The Pakistan Stock Exchange (PSX) underwent a sharp technical correction on March 4, 2026, as the KSE-100 index failed to sustain its opening momentum and plummeted below the 156,000-point psychological barrier. Opening the session at 157,322.45, the index initially poked toward a resistance level near 157,962.48 but faced immediate rejection.
The subsequent sell-off was aggressive, dragging the benchmark to an intra-day low of 154,790.74. This volatility resulted in a closing figure of 155,777.21, marking a net loss of 1,354.88 points. From a technical standpoint, the 0.86 percent drop is significant as it wipes out recent gains and pushes the Calendar Year to Date (CYTD) return further into the red at negative 10.50 percent.
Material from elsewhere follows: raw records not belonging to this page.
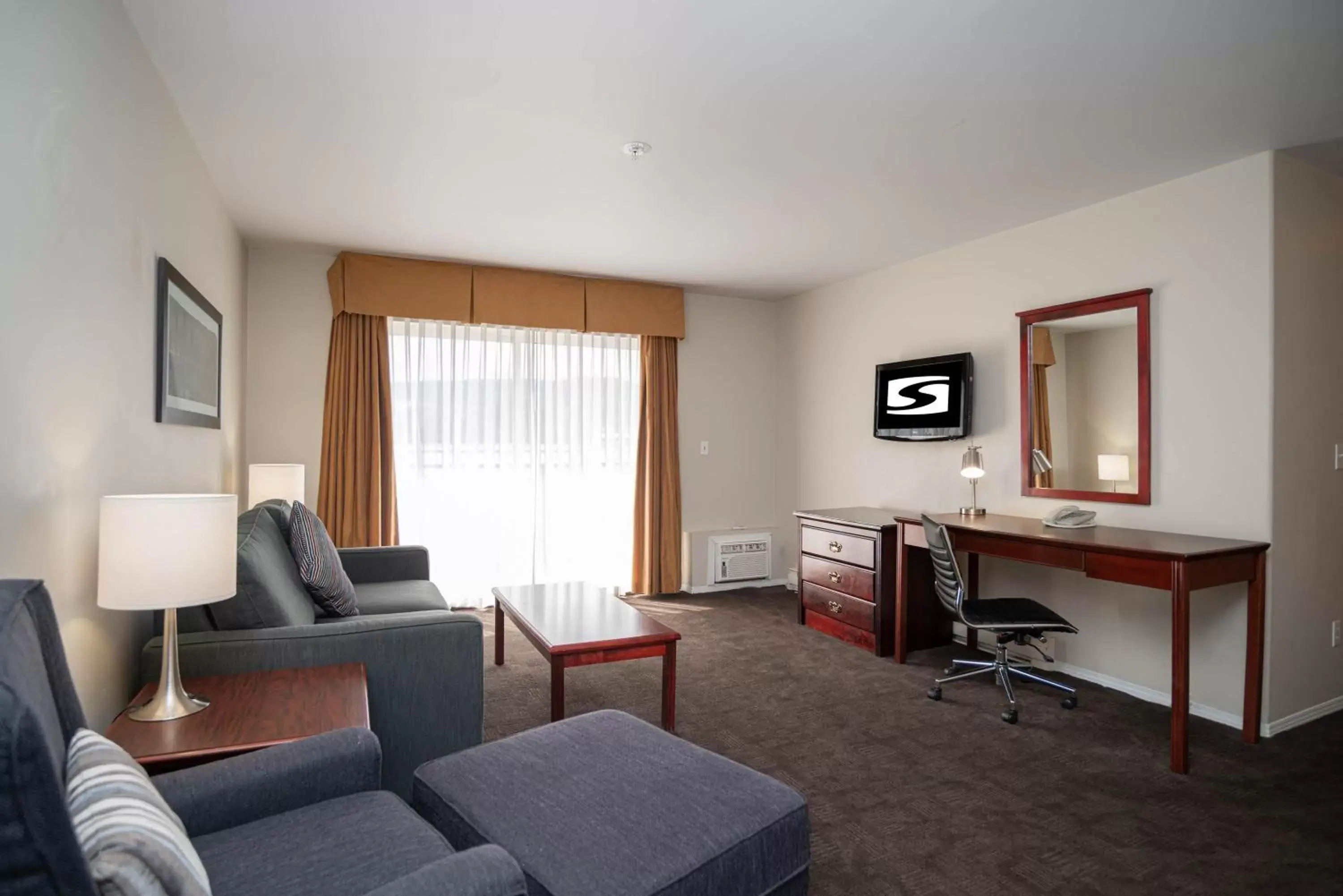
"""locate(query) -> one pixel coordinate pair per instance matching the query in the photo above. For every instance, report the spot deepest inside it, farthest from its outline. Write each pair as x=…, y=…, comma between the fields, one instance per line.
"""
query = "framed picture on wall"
x=190, y=352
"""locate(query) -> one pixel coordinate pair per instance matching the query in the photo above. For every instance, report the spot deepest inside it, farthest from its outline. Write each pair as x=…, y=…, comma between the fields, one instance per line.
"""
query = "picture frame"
x=188, y=352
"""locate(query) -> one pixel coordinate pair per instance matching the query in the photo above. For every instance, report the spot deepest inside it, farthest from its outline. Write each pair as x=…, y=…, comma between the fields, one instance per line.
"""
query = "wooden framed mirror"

The trading volume within index constituents was recorded at 362.16 million, which is substantial enough to validate the downward move as more than just a minor hiccup. Institutional investors and technical traders are closely watching the Fiscal Year to Date (FYTD) return, which currently sits at 24.00 percent. While the long-term fiscal health remains intact, the immediate short-term trend is clearly bearish.
The “Pullers and Draggers” data provides a roadmap of where the institutional money moved today. Engro Fertilizers (EFERT) was the standout performer, contributing a massive 160.44 points to the index, followed by Pakistan Petroleum (PPL) and Oil & Gas Development Company (OGDC), which added 105.60 and 70.26 points respectively. These gains in the fertilizer and energy sectors suggest a defensive rotation by some market participants.
However, the drag on the index was far more potent. Engro Corporation (ENGROH) was the primary anchor, pulling the index down by 262.78 points. The banking sector also faced a heavy drubbing, with HBL and UBL contributing negative 206.23 and 173.36 points to the index’s total tally.
National Bank of Pakistan (NBP) and Lucky Cement (LUCK) rounded out the top five draggers, highlighting a broad-based sell-off in financials and industrials. For professional investors, the key takeaway from today is the market’s inability to hold the 157,000 level.
Unless a significant reversal occurs in the banking heavyweights, the index may continue to test the lower bounds of its current trading range. Investors are advised to maintain a diversified portfolio and keep a close eye on sectoral shifts as the market seeks a new equilibrium in the wake of this 1.35 percent daily point change.